In the meantime, Kitchen Nightmares had grown more nightmarish, with Ramsay unearthing rotten peppers and rancid salad and the sound team now betraying a weakness for Bernard Herrmann violins. On Private Practice, the dialogue was comparably stale—”I’ll sue you so fast your head will spin”—and it looked as if Addison, an ob-gyn, would have to perform a Caesarean on a patient whose heart had failed. Ramsay beat her into a mask, though, suiting up to steam clean the restaurant, at which point the Kitchen Nightmares score came fabulously close to plagiarizing Ray Parker Jr.’s theme for Ghostbusters. Back to Addison, who had a scalpel in hand and—this is the saving grace of Private Practice—a glimmer in her Bette Davis eyes. “I’m gonna cut her on three,” she said. “One … two …” Commercial.

“The old menu has been replaced with classic Indian dishes that have a modern twist,” Fox’s narrator intoned. The waitresses beamed with a fresh sense of possibility. Ramsay was down to spurting merely two or three cuss words per sentence. The audience had been set up for something like a false epiphany. While there’s more room for variety in the Kitchen Nightmare formula than you might expect, it’s a dramatic necessity that, about two-thirds of the way into each episode, the producers sweep the rug out from under us. Despite Ramsay’s overhaul—that is, because of it—the first post-makeover dinner service emerges as a disaster revealing new levels of ineptitude. Thus, the customers grumblingly wondered about the whereabouts of their naan, and the big picture looked more dreadful than ever.

Private Practice was treating its audience to a similar reversal. Addison had delivered the baby safely, but the mother was still in rough shape. Out came a needle to stitch up after the C-section and defibrillator paddles to jump-start the patient’s heart. Out came a syrupy ballad that triggered a Lilith Fair flashback.

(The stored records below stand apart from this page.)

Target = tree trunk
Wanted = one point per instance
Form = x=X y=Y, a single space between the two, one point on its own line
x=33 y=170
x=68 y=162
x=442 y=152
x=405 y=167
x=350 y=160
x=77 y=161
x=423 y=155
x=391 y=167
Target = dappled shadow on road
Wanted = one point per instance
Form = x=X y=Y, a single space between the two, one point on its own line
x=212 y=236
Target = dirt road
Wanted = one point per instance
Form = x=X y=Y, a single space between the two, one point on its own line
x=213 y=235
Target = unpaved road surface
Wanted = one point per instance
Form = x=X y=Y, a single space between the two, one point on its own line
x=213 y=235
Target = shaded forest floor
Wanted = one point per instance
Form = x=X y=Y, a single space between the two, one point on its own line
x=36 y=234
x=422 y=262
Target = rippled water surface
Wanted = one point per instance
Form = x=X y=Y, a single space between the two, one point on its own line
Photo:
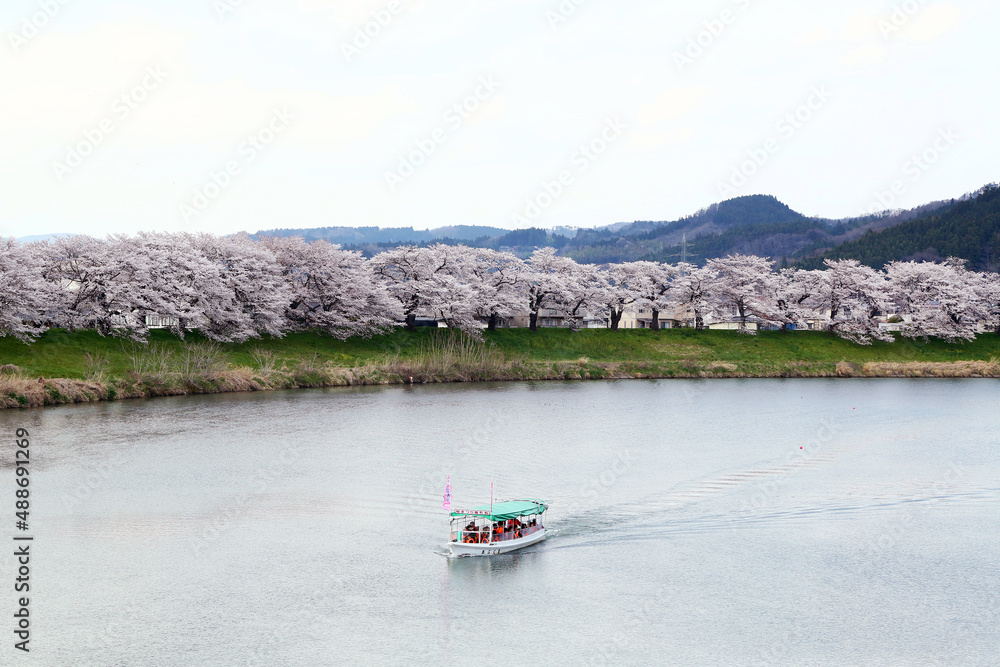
x=787 y=522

The two shows achieved simultaneous climax. In New York, Ramsay ironed out the restaurant’s remaining kinks—he apparently just need to terrify everyone a bit more—and the narrator declared his mission accomplished. In Santa Monica, every resolution fell into place with greeting-card simplicity, and Addison barged her way into the hearts of her new co-workers with a swelling monologue: “I’m a world-class neonatal surgeon, and I’m here to stay.” I don’t doubt it. There’s room enough in prime time for both the twinkling dippiness of Private Practice and the pulsing aggression of Kitchen Nightmares. They speak to different passions at the same fairy-tale pace.